This paper examines how design thinking journeys support responsible design decisions in nascent business to business (B2B) and business to consumers (B2C) business models in a pre-market phase. It addresses how patterns of sequence, emphasis and iteration across the five phases (empathise, define, ideate, prototype, test) relate to the quality and timeliness of design decisions and how problem framing clarity shapes prototype fidelity and the quality of behavioural evidence used to decide.
The study adopts a qualitative multiple-case design. It analyses 43 nascent service business models, each developed by MBA teams from a Graduate School in Peru working with real users, high-fidelity prototypes and pre-market tests. Using embedded case logic and replication (literal and theoretical), the paper combines rubric-based coding of the five design thinking phases with cross-case pattern matching and explanation building.

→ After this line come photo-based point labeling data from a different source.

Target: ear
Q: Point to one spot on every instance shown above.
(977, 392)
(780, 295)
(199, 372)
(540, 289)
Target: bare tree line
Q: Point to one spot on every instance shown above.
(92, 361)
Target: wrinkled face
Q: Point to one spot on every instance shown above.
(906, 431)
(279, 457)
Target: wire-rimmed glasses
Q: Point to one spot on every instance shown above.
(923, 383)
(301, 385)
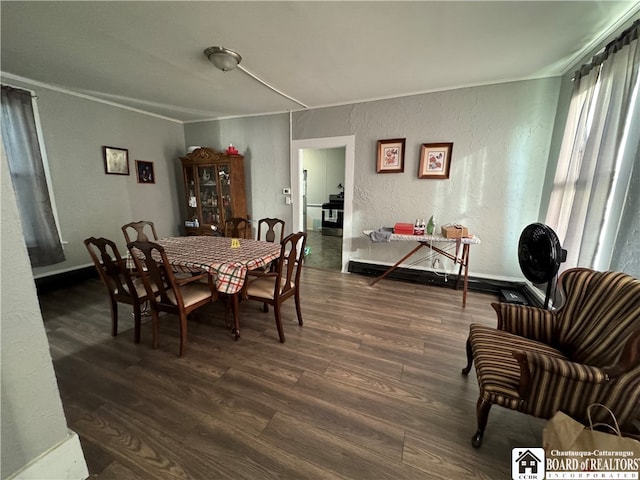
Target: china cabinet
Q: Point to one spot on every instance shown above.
(215, 190)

Most teams traverse all five phases, but only a subset exhibits “high balanced chains” in which empathising, defining, ideating, prototyping and testing all reach high levels; these journeys are associated with more timely, well-grounded design decisions. Problem framing clarity is consistently linked to higher prototype fidelity but only weakly to the intensity and quality of behavioural evidence: good problems often lead to good prototypes, yet not to strong experimentation. A high-alignment cluster combines clear problems, appropriate prototype fidelity and multiple behavioural experiments.
The paper integrates process-level evidence on design thinking journeys with the notion of responsible design decisions in nascent business models, showing that responsibility hinges on aligned problem–prototype–evidence chains rather than on the mere adoption of design thinking tools.